I can tell my mother doesn’t like answering these questions in front of me. I’m surprised by how long it takes her to kick me out of the room. It doesn’t happen until one of the doctors starts to interrogate her about her brief stint in a mental institution 18 years earlier. I find this funny, because it’s the one thing I’ve heard all day that I already knew.
One week later, we find out my mother has been deferred.
The evaluation committee tells her that if she will complete a six-month alcohol rehabilitation program, they will consider putting her on the list. One month earlier, my mother was told she had five months to live.
Ten weeks after her diagnosis of terminal liver disease, I give the authorization for the hospital to take my mother off life support – a job I’d never realized would legally fall to me. Had I known, I might have asked her how she felt about life support, perhaps one night at dinner, any of the hundreds we’d had together, just casually mentioned it over a bowl of macaroni Just In Case, so I’d know what to do when the moment came. Three days before her death she begs to be unplugged – to be given a glass of wine and her daughter and to be left alone. I am the one who convinces her not to claw the breathing tubes out of her mouth.
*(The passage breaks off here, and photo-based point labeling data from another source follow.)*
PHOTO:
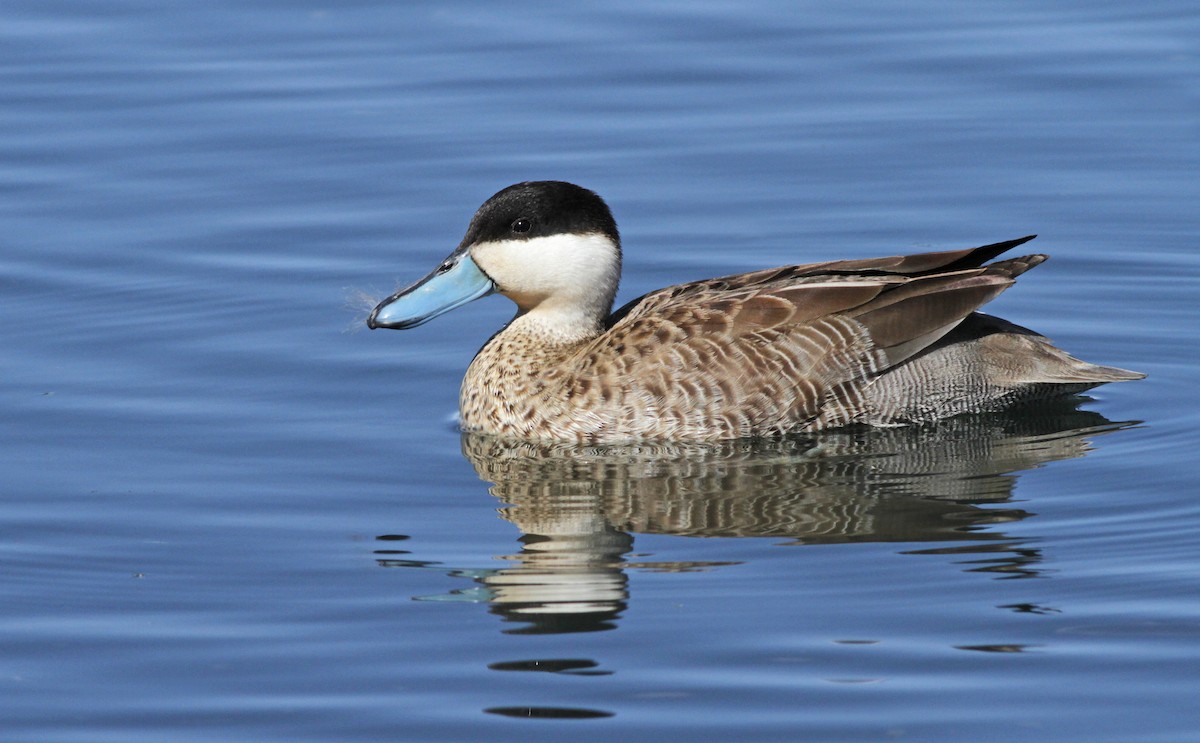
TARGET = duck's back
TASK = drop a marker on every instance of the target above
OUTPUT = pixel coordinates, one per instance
(797, 348)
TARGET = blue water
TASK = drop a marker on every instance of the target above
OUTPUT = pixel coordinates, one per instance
(228, 514)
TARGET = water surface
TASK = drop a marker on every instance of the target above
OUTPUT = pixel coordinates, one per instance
(229, 515)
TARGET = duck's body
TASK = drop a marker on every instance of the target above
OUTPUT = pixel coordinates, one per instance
(798, 348)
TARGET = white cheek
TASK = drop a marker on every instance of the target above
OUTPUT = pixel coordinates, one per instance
(568, 267)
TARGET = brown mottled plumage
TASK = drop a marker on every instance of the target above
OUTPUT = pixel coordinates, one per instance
(797, 348)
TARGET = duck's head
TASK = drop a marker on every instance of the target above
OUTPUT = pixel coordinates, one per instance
(550, 246)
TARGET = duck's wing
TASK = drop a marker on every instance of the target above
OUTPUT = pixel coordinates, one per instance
(787, 343)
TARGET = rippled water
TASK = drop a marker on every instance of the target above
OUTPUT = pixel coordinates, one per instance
(228, 515)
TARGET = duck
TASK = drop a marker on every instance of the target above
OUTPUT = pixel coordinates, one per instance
(793, 349)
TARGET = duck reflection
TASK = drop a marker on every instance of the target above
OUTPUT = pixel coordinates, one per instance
(579, 507)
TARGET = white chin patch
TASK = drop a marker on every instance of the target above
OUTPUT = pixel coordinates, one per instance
(562, 270)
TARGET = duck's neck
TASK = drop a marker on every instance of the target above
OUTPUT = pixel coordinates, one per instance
(515, 381)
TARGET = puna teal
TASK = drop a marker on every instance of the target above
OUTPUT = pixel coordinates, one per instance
(877, 341)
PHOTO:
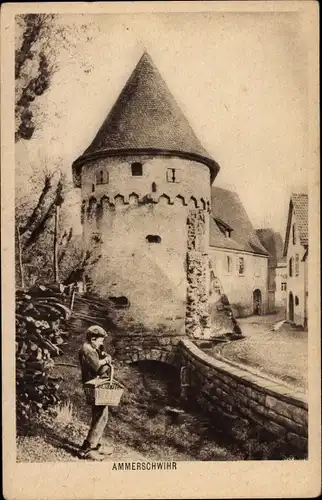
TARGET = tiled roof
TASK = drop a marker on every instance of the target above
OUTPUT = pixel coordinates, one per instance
(146, 118)
(300, 205)
(227, 206)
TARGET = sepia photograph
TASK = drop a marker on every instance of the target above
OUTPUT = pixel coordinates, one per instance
(162, 241)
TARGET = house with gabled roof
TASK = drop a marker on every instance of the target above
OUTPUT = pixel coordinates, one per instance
(238, 258)
(296, 251)
(273, 243)
(154, 221)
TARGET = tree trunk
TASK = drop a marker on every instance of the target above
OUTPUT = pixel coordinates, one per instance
(22, 281)
(56, 270)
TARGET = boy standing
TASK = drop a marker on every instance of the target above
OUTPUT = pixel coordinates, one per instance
(94, 362)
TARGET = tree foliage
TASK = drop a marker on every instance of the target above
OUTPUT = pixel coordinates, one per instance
(33, 70)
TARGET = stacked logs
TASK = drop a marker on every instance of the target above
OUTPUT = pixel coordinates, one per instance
(40, 314)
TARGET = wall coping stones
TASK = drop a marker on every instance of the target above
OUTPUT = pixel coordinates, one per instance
(268, 386)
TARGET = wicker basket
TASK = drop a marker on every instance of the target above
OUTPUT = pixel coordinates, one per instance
(103, 391)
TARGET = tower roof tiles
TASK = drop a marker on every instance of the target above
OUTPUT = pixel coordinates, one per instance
(146, 118)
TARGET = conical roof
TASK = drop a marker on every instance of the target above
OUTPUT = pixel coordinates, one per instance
(146, 118)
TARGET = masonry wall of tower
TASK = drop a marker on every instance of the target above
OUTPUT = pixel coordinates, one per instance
(139, 226)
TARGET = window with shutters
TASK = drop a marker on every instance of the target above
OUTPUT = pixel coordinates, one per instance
(153, 238)
(173, 175)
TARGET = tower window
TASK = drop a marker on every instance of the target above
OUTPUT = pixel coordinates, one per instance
(153, 238)
(137, 169)
(294, 234)
(297, 264)
(173, 175)
(241, 265)
(102, 177)
(228, 264)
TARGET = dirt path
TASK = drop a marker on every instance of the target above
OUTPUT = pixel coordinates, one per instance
(282, 354)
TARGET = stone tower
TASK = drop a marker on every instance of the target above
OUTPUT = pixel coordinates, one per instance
(145, 186)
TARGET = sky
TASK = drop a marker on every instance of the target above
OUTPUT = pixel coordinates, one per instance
(240, 79)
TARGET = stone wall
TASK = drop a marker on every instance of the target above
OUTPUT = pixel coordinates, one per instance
(241, 400)
(197, 316)
(141, 347)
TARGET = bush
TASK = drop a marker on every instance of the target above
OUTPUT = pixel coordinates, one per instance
(38, 337)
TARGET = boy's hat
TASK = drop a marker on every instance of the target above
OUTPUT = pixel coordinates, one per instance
(96, 331)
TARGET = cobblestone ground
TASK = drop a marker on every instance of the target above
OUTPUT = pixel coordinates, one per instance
(282, 354)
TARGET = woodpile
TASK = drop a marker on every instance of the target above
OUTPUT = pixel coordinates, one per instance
(40, 316)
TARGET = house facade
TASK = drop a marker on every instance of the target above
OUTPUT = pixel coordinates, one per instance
(238, 258)
(281, 285)
(273, 243)
(147, 211)
(296, 250)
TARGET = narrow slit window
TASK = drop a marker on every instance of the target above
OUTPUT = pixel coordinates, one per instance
(241, 265)
(173, 175)
(102, 177)
(137, 169)
(153, 238)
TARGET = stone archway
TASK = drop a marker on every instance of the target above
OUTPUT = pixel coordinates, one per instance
(257, 302)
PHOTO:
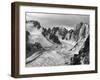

There’s still hope! Still a chance for a transplant!
Do I really believe that?
It does not matter who believes what, because as always, my mother does as I ask. She keeps the tubes in, and goes into a coma shortly after. She never wakes up.
* * *
My mother was always the one who drove when we went on our drives. For my contribution, I made the mix CDs. We rotated through the same 12 songs every time. Our drives lasted all the way through high school, all the way into college, up to the beginning of that final June. We would sometimes argue in the car. I hated when she stopped to take a cigarette break, because I was terrified of wasting the daylight. She did not like when I tried to play any music other than that first CD I made, the one she said was our favorite. Most of the time we were just silent.
As I look back and think on how little I felt that my mother knew me, and how little I ultimately knew her, how time ran out before either of us could understand what we’d missed, I think about those drives. I think about sitting next to her, in silence, staring out the window at the cow-spotted fields and distant mountains. Connected in our unspoken thoughts, our misunderstandings, we chased after the horizon: two half-strangers racing the sun. When it was finally dark, we would wander into a diner – admit defeat, split a burger – and find our way home.